Hacker News new | ask | show | jobs
by thaumaturgy 3078 days ago
MySQL is perfectly capable of calculating a linear regression for you, btw. In my case, I needed to be able to estimate trends from sparse time series data. Here's how you do that:

    SELECT
        @a_count := avg(count) as mean_count,
        @a_weeks := avg(`week`) as mean_weeks,
        @covariance := (sum(`week` * `count`) - sum(`week`) * sum(`count`) / count(`week`)) / count(`week`) as covariance,
        @stddev_count := stddev(`count`) as stddev_count,
        @stddev_week := stddev(`week`) as stddev_week,
        @r := @covariance / (@stddev_count * @stddev_week) as r,
        @slope := @r * @stddev_count / @stddev_week as slope,
        @y_int := @a_count - (@slope * @a_weeks) as y_int,
        @this_week_no := timestampdiff(WEEK, (select min(`date`) from dataset), curdate()) as this_week_no,
        @predicted := round(greatest(1, @y_int + (@slope * @this_week_no))) as predicted
    
    FROM (SELECT timestampdiff(WEEK, (select min(`date`) from dataset), `date`) as week, count(date) as count FROM dataset group by WEEK(date)) series;
   
I had to figure out how to translate the math into SQL, now you don't have to.

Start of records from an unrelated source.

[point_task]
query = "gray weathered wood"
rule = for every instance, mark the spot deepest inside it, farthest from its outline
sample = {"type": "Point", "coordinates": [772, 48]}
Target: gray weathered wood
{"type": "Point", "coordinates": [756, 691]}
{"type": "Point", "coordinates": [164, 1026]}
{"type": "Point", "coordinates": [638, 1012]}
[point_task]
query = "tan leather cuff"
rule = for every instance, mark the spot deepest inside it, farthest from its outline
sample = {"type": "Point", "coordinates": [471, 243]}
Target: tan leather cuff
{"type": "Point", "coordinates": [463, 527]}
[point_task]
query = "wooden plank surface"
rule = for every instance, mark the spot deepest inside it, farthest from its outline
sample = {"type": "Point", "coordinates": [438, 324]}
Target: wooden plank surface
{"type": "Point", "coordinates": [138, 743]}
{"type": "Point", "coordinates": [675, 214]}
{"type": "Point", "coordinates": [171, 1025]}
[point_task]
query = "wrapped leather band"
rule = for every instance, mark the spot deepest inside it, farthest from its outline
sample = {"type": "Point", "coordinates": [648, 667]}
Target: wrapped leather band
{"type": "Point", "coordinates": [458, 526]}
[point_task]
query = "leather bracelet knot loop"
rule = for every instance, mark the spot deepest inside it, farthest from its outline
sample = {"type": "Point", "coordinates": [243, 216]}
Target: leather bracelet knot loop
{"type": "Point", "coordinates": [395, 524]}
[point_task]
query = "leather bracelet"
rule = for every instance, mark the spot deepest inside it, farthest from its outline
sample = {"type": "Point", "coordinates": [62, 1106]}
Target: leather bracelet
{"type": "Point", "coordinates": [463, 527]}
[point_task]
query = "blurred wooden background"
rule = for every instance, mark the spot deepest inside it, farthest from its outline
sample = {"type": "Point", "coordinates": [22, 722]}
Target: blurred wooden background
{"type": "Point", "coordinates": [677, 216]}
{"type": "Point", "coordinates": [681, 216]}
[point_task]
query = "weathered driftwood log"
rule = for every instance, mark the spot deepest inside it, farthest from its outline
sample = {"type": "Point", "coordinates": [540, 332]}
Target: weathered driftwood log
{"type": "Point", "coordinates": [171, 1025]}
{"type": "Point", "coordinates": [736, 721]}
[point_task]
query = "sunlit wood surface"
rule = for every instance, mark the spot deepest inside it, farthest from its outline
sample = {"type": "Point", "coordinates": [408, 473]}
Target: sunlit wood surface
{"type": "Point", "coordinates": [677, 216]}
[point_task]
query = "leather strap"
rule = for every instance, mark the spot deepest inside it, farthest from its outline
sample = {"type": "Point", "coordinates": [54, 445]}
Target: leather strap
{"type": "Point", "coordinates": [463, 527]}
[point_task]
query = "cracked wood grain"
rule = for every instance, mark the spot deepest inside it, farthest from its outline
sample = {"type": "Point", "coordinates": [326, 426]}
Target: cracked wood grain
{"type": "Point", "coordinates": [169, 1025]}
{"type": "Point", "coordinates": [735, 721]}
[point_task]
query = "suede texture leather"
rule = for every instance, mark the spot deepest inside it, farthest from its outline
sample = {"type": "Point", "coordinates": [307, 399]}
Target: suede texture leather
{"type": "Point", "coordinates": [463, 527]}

This performs well enough to be able to crunch tens of millions of rows of data in "reasonable time" on a wimpy VPS.

1 comments

Yes, but why? Right tool for the right job and all that...
Normally the reason you write anything beyond trivial SQL is because you only have a small amount of code to run and lots of data to run it over. Pushing the code to the data is more efficient than pulling the data to the code.

The latter might be conceptually cleaner (though it's debatable, relational is a fairly nice programming model and a lot more consistent and well-founded than object orientation, for one), but it's seldom optimal.

Three orders of magnitude or more speedups are not unexpected by pushing the code to the data.

You're basically spot on here. I have a bunch of rows that need to have trend data crunched and updated pretty frequently. Putting this into MySQL cut the server load quite a bit, and it isn't so much business logic that I feel bad about doing it.
I would guess access to the data is a decent reason to try. No need to pump the data elsewhere, if this is available.

I share your doubt that this is worth it, to be clear.

In this case the amount of data and the frequency with which it needs to be updated made handling this in MySQL more practical. I otherwise would've had to have some process querying and updating the records outside of MySQL and it turns out that that puts a whole lot more load on the server than if I just ask MySQL to do it.

And besides, what happened to the hacker ethos? "Because I can" should be justification enough. :-)

Is is cool to hear that it works! And just because one doubts something, doesn't mean one shouldn't necessarily try it. Especially if I'm the one doubting. :)